There’s more to VR than video games. But it’s also VR‘s niche as a high-end console which holds the platform back from mass adoption worldwide. When we consider a population of new (and welcome) VR users for 2021, it’s not the biggest mountain-moving chunk when compared to mainstream consoles and the PC demographic. Of course, the platform is only as strong as its public opinion. Early and fresh adopters have every reason to like VR; as much as others have their own reasons to hold back on a headset. As a new year and the post-holiday sales bring in new VR users, they’ve also dropped into a relatively slow state of things.
It’s understandable to accept the real underlying problems which hold VR back from a promised future. There’s no denying it’s expensive. Most killer apps lack major franchise IPs from consoles. Who can forget the motion sickness and VR’s physical comfort woes? On a niche teeter-totter, VR slides towards gaming and less on practical work in automotive, manufacturing or content creation. The biggest issue slowing VR down? The matter of having these issues exist into 2021; just half a decade since “VR” turned into a household name.

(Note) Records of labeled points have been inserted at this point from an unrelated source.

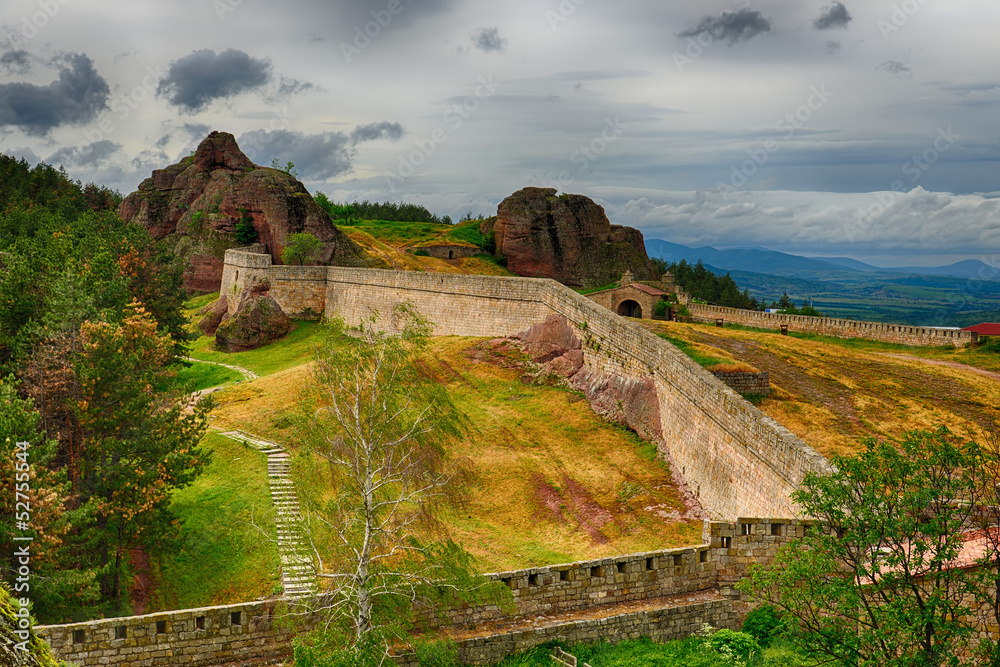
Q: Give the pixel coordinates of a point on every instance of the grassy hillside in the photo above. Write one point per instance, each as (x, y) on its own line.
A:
(552, 481)
(831, 392)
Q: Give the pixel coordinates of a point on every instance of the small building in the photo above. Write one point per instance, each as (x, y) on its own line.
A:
(630, 299)
(985, 329)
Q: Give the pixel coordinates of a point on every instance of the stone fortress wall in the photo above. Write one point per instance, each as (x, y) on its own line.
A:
(257, 631)
(828, 326)
(736, 459)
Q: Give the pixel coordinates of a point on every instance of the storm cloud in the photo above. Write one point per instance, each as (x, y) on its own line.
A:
(16, 61)
(733, 27)
(488, 39)
(834, 16)
(373, 131)
(77, 96)
(196, 80)
(89, 155)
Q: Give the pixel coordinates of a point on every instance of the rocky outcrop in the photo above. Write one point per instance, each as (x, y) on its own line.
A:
(198, 203)
(258, 321)
(566, 237)
(554, 344)
(214, 315)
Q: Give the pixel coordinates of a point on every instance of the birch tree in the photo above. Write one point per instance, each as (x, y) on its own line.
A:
(377, 422)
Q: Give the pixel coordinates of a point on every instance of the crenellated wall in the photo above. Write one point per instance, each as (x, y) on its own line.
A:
(734, 457)
(889, 333)
(682, 589)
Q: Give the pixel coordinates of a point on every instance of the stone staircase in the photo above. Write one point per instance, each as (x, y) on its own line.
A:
(297, 577)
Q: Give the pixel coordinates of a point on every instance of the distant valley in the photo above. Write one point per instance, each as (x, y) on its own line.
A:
(958, 295)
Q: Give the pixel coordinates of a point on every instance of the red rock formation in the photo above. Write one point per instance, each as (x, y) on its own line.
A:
(198, 203)
(568, 238)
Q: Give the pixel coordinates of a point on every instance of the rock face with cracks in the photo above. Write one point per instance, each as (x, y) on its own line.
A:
(258, 321)
(566, 237)
(198, 203)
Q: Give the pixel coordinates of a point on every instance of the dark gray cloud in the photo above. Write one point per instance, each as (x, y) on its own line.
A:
(317, 157)
(733, 27)
(894, 67)
(77, 96)
(373, 131)
(488, 39)
(834, 16)
(196, 80)
(16, 61)
(293, 86)
(89, 155)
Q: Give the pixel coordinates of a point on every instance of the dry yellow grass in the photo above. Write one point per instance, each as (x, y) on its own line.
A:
(832, 393)
(553, 482)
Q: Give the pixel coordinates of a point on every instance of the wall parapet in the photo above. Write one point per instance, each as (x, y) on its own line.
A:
(736, 459)
(839, 328)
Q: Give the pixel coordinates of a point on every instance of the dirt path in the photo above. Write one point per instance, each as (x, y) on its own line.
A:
(949, 364)
(245, 372)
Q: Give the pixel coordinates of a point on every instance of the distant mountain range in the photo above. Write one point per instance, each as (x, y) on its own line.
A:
(772, 262)
(957, 295)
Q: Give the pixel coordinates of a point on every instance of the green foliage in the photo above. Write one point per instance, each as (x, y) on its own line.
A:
(289, 167)
(301, 248)
(377, 421)
(442, 653)
(738, 648)
(708, 286)
(872, 583)
(468, 232)
(786, 306)
(764, 624)
(366, 210)
(44, 188)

I didn’t sink into my role as its sole VR editor without some heartbreak. One came from observing its slow, but gradual climb to an unknown peak for years. Past 2020, the platform didn’t realize its multi-billion dollar dream as a wonder utility. Another woe was observing a significant population still being held back by a price tag as the technology became wireless, slimmed-down and easier to use. The biggest pain was seeing the technology realize its visions, but mostly on its hardware as VR skeptics and frustration grew.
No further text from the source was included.